Ahmad Wali (Pashto/Dari: ) is an Afghan Ghazal singer. He began his career in the 1970s, becoming popular in his native country before he was forced to flee by political upheaval in Afghanistan. He continued his work after resettling in Germany, performing throughout Europe and North America.

==Background==
Ahmad Wali was born in Kabul. His father, Mohammad Akram Nawabi, was a former police commander who served in various provinces across Afghanistan. He began exploring music as a Tabla player at the age of 12, gradually expanding into singing. While a student at Habibia High School, he recorded a demo tape which came to the attention of Radio Kabul director and famous Afghan singer Ustad Zaland. Soon afterward, Ahmad Wali performed two other songs: "Chashman–e–Abee," a piece composed by Zaland, and "Mah-ruye-tu" a song composed by Wali himself. Wali performed live throughout Afghanistan until after his high school graduation when he joined an international musical performance in Iran.

==Career==
At the early stages of his career, Wali had not yet committed to life as a professional musician, and enrolled in the Kabul Police Academy. He continued performing and soon committed to a career in music, being taken as a student by Ustad Zaland. He developed a following throughout Afghanistan, with frequent appearances on national television and radio programs, as well as live performances.

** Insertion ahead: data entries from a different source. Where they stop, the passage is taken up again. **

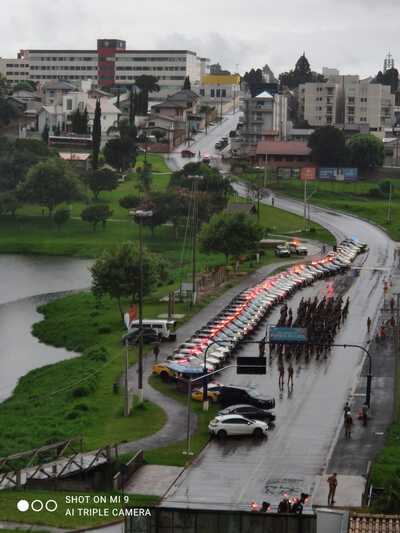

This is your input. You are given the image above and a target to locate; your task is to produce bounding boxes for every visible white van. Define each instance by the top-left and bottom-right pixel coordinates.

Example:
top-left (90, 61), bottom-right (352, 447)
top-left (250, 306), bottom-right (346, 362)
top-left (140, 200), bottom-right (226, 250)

top-left (128, 318), bottom-right (176, 341)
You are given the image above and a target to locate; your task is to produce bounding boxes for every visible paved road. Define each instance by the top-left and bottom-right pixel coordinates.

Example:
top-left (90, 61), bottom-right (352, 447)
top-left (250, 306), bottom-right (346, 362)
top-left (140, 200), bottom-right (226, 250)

top-left (166, 111), bottom-right (239, 170)
top-left (164, 183), bottom-right (394, 508)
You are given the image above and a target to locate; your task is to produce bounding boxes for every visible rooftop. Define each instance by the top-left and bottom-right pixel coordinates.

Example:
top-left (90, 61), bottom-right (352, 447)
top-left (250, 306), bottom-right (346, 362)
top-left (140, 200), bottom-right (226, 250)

top-left (256, 141), bottom-right (311, 156)
top-left (349, 514), bottom-right (400, 533)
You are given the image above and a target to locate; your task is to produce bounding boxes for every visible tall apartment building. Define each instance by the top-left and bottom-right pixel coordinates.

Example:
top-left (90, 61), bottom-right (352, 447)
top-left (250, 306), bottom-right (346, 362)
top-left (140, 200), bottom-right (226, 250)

top-left (239, 91), bottom-right (287, 146)
top-left (298, 75), bottom-right (395, 131)
top-left (0, 39), bottom-right (209, 96)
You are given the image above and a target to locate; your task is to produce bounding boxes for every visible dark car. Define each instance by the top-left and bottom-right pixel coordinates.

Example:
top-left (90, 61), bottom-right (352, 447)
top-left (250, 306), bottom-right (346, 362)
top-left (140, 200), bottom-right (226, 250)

top-left (219, 387), bottom-right (275, 409)
top-left (181, 150), bottom-right (195, 157)
top-left (122, 326), bottom-right (160, 345)
top-left (218, 404), bottom-right (275, 422)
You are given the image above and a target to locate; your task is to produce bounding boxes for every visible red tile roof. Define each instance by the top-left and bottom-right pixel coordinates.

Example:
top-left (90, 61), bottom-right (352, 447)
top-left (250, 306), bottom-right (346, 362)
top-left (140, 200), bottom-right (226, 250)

top-left (349, 514), bottom-right (400, 533)
top-left (256, 141), bottom-right (311, 156)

After the Saur Revolution of 1978, life in Afghanistan became difficult, and in 1980, shortly after the invasion of Afghanistan by the Soviet Union, Wali—then a well-known musician in his homeland—fled the country with a forged passport. Wali's forged passport got him as far as India, where he obtained a visa to Germany by faking an illness. In 1984 and 1985 Wali's concerts in Germany, France, Switzerland, England, and Sweden helped raise funds in support of Afghan refugees displaced by the Soviet-Afghan conflict. During the same years, he also held a joint fundraising concert with German singer Peter Maffay. In 1987, Wali performed a series of benefit concerts with Abdullah Atemadi and Ensemble in New York, California, and Virginia. On 18 August 2005, Wali performed at the Embassy of Afghanistan in Washington D.C., to celebrate Afghanistan's National Independence Day.

On October 19th, 2024, Wali received the coveted Lifetime Achievement Award at the 3rd Annual Tuti Gala at San Jose Civic in San Jose, California. This award is presented by Tuti Media honoring artists who have made significant contributions to the cultural heritage of Afghanistan and the region.